Rochon’s growing repertoire includes Mesclun lettuce mix, greenhouse tomatoes and cucumbers, peppers, strawberries, raspberries, blackberries, cauliflower, broccoli, field tomatoes, turnips, carrots, Spanish onions and over 3000 hanging baskets.

“We try to have fresh product available for as long as possible so that we always have something to offer customers,” says Rochon. Everything he sells goes directly to the consumer, which he says people appreciate.

They like meeting growers and often ask many questions about what they’re buying and how it is produced.

Rochon credits his family and his workers with helping to keep his farm running smoothly.

He currently employs six full time seasonal workers from Mexico, as well as up to 20 part time students to help out during the busy season.

“My people are my biggest asset. If I don’t have good people, I can have all the equipment I want but it won’t help me,” he says.

Some of his seasonal workers have been with him for many years, including one man who has worked on his farm for 15 years and knows the business inside out.

Rochon is the second generation of his family in the business and he farms together with his wife and children.

His twenty-three year old son is now contemplating a future on the farm, but Rochon admits it can be a challenging lifestyle.

“It’s hard to find a partner who will put up with this kind of lifestyle. Eight months of the year it’s a seven day a week job and it’s hard, hard work,” he says. “I got lucky with my wife; I don’t think I could find another one like her.”

The business season officially wraps up in mid-December and that’s when the Rochons take three weeks of well-earned vacation.

The winter months mean planning for the upcoming year, ordering seed, completing paper work and working in the greenhouse to get ready for spring planting.

Rochon is always on the look out for new products to add to his line up.
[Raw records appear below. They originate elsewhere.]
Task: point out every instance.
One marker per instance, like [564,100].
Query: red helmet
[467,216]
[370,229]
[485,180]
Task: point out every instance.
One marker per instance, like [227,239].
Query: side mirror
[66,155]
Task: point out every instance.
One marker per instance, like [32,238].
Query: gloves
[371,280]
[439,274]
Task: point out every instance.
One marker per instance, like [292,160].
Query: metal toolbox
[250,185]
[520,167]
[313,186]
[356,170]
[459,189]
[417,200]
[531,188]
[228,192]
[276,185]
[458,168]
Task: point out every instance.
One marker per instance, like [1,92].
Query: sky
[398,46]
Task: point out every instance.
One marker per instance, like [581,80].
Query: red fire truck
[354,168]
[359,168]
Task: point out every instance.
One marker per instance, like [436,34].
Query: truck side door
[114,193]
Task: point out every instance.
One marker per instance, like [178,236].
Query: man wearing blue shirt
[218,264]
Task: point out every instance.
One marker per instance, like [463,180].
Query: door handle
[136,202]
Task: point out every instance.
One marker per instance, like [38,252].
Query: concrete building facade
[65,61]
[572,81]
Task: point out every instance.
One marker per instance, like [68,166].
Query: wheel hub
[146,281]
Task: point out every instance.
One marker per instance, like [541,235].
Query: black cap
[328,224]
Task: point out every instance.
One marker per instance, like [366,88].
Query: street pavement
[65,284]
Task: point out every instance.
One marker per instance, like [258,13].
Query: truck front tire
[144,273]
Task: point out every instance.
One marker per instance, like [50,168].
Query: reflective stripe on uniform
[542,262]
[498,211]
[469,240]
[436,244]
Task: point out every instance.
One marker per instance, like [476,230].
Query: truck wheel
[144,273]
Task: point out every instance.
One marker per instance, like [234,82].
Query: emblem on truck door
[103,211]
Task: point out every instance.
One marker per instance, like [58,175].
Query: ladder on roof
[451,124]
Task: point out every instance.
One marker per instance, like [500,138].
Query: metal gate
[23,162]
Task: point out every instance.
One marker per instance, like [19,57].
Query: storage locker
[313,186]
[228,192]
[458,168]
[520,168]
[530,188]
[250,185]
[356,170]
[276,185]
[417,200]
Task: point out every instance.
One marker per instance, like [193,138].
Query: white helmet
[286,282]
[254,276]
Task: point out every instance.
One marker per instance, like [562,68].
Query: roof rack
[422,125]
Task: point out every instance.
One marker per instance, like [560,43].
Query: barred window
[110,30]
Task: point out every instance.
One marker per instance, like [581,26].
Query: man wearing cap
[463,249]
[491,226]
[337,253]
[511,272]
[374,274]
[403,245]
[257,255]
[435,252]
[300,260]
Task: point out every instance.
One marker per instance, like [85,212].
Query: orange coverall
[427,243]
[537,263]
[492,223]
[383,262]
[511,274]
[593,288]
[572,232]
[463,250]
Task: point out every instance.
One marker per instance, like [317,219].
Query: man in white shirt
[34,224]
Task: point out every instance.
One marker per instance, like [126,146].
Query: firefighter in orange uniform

Not only will that extend the time he can be present at the farmers markets with fresh products, but it can also open up new markets.

One such example is novelty produce.

Rochon began growing red and orange cauliflowers before it became widely popular, with great success.

“I was growing them three years before Loblaws was selling them and now everyone wants them so it took off,” he says, adding that listening to the needs and wants of his customers is crucial.

If one or two people ask for something, he usually won’t do anything about it, he says, but if twenty people ask for it, it’s definitely worth looking into.

His wife works at the Byward Market and his son is at many of Ottawa’s other markets, so there’s direct interaction with consumers on a regular basis.

Rochon is also keenly interested in innovations that will lower his costs, make his work load easier or help the environment.

This includes biodegradable tomato clips and field plastic, timers for his greenhouse sprinklers and a unique vaccum seeder he developed using a shop vac to make the seeding process easier and quicker.

“You have to be innovative and ahead of the times to survive,” he says. “Otherwise there are much bigger players out there that could easily eat us alive.”